Ancien vice-président de Pfizer : Y a-t-il des preuves évidentes de fraude dans l'étude Pfizer ?


Je suis convaincu que les actions de Pfizer constituent un meurtre de masse délibéré", a déclaré Yeadon. Leur objectif semble être de garder les gens aussi craintifs que possible et réceptifs à la vaccination.

Preuve évidente de fraude

Le Dr Michael Yeadon, responsable scientifique en chef de America's Frontline Doctors, a déclaré qu'il existe des "preuves évidentes de fraude" dans l'étude de Pfizer qui prétend affirmer l'efficacité du 95% dans son "vaccin" COVID-19.

Yeadon commentait un article paru dans The Lancet et critiquait un documentaire qui passait au crible une étude d'efficacité de Pfizer, qualifiant de "précise" la distinction qui y était faite entre la réduction du risque relatif et la réduction du risque absolu.

L'article du Lancet, intitulé COVID-19 vaccine efficacy and effectiveness-the elephant (not) in the room, indique que bien que l'attention se soit concentrée sur l'efficacité des vaccins et la comparaison de la réduction du nombre de cas symptomatiques, "comprendre pleinement l'efficacité et l'efficience des vaccins est moins simple qu'il n'y paraît. Selon la façon dont la taille de l'effet est exprimée, une image tout à fait différente peut émerger."

 

L'article poursuit : "L'efficacité des vaccins est généralement rapportée sous forme de réduction du risque relatif (RRR).
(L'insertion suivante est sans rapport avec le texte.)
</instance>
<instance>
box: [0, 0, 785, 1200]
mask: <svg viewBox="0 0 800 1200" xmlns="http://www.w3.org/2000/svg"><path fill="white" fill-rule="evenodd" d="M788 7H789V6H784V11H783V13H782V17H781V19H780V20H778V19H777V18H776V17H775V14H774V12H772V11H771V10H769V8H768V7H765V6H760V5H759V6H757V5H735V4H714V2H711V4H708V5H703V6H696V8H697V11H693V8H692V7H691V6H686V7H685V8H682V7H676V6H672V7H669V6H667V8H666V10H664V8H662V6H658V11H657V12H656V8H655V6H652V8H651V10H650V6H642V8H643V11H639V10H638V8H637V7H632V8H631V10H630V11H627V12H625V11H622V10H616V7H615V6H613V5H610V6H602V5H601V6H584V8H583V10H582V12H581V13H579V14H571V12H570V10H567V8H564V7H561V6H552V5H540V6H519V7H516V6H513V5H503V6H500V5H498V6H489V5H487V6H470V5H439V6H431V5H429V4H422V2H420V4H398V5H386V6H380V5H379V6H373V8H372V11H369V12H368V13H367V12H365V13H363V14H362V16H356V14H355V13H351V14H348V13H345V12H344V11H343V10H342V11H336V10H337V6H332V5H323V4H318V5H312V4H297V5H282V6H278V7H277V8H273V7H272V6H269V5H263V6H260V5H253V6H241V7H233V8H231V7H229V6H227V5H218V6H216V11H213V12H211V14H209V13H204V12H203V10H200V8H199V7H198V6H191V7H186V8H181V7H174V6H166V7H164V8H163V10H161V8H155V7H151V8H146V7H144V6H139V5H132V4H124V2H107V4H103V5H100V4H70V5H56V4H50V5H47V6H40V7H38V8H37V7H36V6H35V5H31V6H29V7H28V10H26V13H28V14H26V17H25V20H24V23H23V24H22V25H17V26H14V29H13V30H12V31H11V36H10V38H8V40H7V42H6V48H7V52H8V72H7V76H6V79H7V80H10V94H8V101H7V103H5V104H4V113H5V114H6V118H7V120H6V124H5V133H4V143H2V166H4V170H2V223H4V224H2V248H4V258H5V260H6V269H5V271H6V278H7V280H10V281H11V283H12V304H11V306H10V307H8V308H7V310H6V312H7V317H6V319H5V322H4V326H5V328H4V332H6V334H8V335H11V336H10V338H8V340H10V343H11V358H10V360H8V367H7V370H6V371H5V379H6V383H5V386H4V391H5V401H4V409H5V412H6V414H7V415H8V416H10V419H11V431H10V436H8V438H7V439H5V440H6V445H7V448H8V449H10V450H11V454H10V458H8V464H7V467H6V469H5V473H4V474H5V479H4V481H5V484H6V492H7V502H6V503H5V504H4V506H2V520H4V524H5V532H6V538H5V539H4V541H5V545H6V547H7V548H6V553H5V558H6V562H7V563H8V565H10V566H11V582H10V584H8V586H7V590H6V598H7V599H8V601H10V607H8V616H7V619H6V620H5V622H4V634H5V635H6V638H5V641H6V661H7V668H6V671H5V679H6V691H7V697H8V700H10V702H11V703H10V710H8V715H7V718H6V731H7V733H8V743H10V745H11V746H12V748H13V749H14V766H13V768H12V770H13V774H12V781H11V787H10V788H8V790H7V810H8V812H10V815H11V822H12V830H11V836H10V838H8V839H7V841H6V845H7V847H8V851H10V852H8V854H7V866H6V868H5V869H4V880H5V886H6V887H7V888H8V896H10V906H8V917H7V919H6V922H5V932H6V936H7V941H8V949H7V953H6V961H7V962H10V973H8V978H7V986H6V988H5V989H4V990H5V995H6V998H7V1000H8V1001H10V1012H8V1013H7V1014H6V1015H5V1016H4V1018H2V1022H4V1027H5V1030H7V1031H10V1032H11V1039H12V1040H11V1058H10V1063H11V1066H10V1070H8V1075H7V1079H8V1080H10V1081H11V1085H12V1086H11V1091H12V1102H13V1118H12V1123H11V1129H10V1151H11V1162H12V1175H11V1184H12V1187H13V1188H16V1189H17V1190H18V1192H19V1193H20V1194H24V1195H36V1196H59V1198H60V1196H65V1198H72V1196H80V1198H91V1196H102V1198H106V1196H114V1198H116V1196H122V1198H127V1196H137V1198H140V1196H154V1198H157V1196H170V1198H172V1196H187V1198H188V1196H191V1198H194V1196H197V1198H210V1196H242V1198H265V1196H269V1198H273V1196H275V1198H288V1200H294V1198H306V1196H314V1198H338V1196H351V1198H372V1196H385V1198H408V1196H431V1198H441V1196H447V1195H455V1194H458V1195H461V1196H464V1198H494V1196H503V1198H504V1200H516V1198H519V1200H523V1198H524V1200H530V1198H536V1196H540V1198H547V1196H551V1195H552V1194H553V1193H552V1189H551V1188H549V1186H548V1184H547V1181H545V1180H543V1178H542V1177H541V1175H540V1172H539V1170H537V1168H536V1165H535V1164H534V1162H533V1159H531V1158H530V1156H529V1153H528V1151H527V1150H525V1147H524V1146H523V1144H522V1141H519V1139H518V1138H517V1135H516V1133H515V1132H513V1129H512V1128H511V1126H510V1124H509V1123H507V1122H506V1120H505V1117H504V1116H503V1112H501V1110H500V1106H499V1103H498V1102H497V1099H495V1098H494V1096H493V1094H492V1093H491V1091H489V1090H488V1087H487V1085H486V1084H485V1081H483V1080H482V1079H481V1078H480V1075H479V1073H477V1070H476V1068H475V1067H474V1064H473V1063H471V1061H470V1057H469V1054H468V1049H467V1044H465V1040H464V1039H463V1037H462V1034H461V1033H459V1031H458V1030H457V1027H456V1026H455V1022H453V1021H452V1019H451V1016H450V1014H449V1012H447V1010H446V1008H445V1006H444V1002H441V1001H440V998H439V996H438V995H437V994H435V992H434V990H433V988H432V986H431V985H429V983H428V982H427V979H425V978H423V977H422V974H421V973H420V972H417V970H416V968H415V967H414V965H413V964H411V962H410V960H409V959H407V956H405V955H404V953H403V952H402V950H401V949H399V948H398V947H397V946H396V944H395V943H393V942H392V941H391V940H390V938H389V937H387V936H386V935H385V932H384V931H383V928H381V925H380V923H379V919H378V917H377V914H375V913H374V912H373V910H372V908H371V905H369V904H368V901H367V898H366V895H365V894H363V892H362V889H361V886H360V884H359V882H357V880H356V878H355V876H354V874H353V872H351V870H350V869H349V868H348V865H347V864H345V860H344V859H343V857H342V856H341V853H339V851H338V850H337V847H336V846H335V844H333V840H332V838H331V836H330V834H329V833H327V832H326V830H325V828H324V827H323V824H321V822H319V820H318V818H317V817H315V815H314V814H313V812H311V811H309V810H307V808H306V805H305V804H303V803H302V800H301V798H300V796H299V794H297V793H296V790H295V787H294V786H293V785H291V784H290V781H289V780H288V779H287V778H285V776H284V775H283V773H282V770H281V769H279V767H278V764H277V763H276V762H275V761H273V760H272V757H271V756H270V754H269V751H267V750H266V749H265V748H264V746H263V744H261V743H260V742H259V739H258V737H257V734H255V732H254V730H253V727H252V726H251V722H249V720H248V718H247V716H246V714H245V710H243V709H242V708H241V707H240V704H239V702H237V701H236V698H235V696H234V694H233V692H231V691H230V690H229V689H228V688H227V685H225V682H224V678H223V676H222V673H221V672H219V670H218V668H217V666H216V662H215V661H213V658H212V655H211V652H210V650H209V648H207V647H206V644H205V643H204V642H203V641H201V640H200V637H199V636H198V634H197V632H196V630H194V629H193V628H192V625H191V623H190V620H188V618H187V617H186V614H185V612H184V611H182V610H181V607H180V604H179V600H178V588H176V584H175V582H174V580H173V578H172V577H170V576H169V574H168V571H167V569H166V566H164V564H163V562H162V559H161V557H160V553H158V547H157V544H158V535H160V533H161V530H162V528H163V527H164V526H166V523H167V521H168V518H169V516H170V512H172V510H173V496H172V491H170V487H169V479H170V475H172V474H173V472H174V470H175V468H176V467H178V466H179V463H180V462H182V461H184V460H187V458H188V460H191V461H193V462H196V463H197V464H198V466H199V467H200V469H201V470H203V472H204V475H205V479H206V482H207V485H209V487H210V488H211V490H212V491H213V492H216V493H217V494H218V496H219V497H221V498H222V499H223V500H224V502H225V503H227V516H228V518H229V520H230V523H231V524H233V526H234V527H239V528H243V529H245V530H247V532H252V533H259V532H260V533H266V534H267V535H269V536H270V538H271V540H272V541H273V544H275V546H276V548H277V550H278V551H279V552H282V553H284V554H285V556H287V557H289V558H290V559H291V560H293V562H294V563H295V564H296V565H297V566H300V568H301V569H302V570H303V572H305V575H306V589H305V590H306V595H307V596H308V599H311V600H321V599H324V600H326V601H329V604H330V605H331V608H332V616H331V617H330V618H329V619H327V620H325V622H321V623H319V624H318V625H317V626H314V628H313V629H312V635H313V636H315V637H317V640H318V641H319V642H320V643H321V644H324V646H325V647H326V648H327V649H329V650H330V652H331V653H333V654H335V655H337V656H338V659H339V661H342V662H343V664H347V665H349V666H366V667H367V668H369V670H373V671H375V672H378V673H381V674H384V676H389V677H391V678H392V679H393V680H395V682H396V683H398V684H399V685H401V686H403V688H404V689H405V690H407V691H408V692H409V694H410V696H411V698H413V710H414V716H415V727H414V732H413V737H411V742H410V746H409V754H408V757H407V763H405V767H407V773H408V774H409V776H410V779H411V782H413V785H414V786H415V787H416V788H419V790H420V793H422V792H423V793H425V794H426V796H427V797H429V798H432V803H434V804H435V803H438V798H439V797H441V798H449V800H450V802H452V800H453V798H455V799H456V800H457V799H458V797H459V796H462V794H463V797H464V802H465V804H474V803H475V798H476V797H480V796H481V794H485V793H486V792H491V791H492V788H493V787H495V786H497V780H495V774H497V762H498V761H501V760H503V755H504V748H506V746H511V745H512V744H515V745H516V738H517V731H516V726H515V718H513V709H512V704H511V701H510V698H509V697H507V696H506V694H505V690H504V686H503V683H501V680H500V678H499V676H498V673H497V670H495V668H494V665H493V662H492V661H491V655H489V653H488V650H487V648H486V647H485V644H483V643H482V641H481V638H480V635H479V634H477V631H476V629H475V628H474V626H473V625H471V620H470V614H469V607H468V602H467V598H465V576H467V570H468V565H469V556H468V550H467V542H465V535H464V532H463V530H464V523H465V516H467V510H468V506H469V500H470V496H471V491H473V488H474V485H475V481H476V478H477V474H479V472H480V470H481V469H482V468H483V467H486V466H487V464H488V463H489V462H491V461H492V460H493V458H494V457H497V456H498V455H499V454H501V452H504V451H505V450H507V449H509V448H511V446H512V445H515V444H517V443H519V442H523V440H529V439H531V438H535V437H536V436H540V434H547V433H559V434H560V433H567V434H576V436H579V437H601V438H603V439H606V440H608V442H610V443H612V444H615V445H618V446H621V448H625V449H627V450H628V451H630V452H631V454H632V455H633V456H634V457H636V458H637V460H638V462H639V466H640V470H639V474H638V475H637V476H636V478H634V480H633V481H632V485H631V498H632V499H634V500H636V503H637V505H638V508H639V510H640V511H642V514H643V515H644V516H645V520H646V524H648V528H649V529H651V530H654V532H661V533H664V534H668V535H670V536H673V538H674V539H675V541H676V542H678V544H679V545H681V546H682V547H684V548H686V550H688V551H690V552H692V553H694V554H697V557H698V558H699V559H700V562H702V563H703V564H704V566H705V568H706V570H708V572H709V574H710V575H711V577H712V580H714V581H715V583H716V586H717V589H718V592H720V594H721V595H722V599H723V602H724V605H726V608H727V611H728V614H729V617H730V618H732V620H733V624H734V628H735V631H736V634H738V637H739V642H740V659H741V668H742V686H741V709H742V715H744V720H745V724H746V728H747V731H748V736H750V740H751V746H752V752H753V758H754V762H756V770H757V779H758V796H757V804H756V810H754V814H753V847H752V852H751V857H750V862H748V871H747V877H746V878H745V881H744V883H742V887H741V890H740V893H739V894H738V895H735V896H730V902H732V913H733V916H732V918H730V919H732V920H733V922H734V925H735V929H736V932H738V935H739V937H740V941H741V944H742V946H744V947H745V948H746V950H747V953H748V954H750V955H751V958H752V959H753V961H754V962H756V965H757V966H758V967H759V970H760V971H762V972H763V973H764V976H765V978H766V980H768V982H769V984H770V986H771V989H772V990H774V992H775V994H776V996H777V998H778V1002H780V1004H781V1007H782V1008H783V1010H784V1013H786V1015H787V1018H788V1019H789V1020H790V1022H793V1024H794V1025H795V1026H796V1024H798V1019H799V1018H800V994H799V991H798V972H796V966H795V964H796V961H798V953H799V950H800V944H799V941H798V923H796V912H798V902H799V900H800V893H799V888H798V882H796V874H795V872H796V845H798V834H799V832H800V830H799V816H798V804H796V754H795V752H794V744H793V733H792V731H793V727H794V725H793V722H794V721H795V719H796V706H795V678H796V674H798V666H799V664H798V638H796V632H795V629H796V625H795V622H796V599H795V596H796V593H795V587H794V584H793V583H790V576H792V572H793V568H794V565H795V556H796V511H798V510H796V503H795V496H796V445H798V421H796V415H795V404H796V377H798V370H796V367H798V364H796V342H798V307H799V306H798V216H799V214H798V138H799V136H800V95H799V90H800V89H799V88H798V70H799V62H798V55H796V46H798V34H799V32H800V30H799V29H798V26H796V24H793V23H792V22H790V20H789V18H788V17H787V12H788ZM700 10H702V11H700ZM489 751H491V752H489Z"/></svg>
Elle utilise le risque relatif (RR) - c'est-à-dire le rapport entre les taux d'attaque avec et sans vaccin - qui est exprimé par 1-RR. Le classement selon l'efficacité déclarée donne des réductions du risque relatif de 95% pour le vaccin Pfizer-BioNTech, 94% pour le vaccin Moderna-NIH, 91% pour le vaccin Gamaleya, 67% pour le vaccin J&J et 67% pour le vaccin AstraZeneca-Oxford."
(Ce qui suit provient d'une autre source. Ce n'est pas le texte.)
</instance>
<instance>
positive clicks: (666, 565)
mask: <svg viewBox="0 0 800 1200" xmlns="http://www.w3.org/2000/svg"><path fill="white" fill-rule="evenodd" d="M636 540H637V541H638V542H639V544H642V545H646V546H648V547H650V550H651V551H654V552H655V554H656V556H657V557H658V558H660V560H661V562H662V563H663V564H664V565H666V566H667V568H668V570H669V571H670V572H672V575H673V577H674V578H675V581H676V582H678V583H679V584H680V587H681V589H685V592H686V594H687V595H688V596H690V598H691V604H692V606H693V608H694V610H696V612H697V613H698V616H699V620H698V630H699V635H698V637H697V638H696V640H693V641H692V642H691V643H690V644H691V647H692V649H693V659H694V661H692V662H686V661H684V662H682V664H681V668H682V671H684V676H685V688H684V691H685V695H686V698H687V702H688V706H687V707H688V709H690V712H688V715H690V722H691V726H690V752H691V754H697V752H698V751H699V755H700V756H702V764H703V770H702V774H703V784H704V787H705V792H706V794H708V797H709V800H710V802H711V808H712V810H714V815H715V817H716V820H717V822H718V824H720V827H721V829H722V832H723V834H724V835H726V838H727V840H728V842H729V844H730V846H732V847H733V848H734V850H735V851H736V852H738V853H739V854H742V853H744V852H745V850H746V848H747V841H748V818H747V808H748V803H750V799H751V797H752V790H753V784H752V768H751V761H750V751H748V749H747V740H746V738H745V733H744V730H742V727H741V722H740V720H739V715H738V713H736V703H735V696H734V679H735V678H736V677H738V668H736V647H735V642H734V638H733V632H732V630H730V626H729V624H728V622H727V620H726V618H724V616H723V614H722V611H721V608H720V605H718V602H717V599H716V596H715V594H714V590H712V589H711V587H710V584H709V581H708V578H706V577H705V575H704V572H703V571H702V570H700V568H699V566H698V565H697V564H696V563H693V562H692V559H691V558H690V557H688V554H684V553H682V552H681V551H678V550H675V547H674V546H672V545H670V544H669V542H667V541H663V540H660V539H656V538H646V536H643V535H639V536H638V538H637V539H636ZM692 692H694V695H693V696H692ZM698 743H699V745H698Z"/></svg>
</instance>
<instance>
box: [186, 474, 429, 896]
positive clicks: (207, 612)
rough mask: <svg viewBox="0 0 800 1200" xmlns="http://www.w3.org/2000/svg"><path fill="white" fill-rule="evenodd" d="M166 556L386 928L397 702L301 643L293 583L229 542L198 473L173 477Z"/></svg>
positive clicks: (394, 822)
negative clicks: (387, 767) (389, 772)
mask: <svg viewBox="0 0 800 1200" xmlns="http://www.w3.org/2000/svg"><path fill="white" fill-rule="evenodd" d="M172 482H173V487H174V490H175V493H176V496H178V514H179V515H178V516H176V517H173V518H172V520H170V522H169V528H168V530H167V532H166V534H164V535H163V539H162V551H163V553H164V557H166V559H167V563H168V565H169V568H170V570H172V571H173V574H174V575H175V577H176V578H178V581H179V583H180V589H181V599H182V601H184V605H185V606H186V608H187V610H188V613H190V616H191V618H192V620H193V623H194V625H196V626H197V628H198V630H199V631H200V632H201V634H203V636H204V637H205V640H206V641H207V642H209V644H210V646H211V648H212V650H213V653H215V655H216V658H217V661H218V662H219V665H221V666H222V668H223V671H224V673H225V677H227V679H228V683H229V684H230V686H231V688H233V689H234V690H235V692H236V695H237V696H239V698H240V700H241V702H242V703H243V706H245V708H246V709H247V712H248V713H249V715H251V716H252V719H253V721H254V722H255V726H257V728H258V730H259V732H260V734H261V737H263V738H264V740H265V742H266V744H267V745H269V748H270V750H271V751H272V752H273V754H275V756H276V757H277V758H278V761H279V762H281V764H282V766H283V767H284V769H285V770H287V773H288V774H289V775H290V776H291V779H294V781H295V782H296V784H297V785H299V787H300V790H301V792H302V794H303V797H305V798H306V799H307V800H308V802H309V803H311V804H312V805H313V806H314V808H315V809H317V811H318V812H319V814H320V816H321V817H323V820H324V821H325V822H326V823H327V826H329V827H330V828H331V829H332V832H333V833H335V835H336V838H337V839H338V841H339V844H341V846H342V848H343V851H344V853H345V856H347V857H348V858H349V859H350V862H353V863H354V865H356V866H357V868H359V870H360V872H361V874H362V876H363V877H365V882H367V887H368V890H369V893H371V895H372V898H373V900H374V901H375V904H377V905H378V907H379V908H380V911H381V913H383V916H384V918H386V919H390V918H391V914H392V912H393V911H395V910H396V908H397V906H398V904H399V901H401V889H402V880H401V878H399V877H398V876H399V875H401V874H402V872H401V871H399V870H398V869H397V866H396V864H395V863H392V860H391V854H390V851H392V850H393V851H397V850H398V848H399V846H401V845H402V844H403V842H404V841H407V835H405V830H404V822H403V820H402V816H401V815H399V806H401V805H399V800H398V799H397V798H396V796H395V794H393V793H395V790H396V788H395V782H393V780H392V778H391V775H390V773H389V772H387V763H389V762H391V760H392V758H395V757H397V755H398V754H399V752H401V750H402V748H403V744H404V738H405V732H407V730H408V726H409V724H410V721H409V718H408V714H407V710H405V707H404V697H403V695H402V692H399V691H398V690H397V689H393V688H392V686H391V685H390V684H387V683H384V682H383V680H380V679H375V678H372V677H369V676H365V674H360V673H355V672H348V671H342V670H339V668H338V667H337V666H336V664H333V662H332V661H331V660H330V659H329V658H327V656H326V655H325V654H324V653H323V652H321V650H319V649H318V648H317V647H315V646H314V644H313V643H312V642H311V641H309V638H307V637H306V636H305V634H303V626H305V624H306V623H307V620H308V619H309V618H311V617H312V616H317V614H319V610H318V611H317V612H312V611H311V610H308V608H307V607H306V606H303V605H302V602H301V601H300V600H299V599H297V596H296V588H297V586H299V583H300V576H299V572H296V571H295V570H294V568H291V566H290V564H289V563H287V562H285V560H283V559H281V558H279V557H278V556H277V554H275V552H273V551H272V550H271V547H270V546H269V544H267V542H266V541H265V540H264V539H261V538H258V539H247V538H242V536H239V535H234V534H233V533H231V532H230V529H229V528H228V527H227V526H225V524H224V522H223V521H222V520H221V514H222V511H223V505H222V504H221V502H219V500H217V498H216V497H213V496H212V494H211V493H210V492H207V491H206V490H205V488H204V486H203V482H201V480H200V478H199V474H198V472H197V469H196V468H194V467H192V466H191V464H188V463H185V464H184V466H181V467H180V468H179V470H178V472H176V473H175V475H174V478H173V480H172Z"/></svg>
"Toutefois, le RRR doit être considéré par rapport au risque de fond d'être infecté et de tomber malade par le COVID-19, qui varie selon les populations et dans le temps. Bien que le RRR ne tienne compte que des participants qui pourraient bénéficier du vaccin, la réduction du risque absolu (ARR), qui est la différence entre les taux d'attaque avec et sans vaccin, tient compte de l'ensemble de la population. Les RAR ont tendance à être ignorées car elles donnent une taille d'effet beaucoup moins impressionnante que les RRR : 1-3% pour le vaccin AstraZeneca-Oxford, 1-2% pour le vaccin Moderna-NIH, 1-2% pour le vaccin J&J, 0-93% pour le vaccin Gamaleya et 0-84% pour le vaccin Pfizer-BioNTech."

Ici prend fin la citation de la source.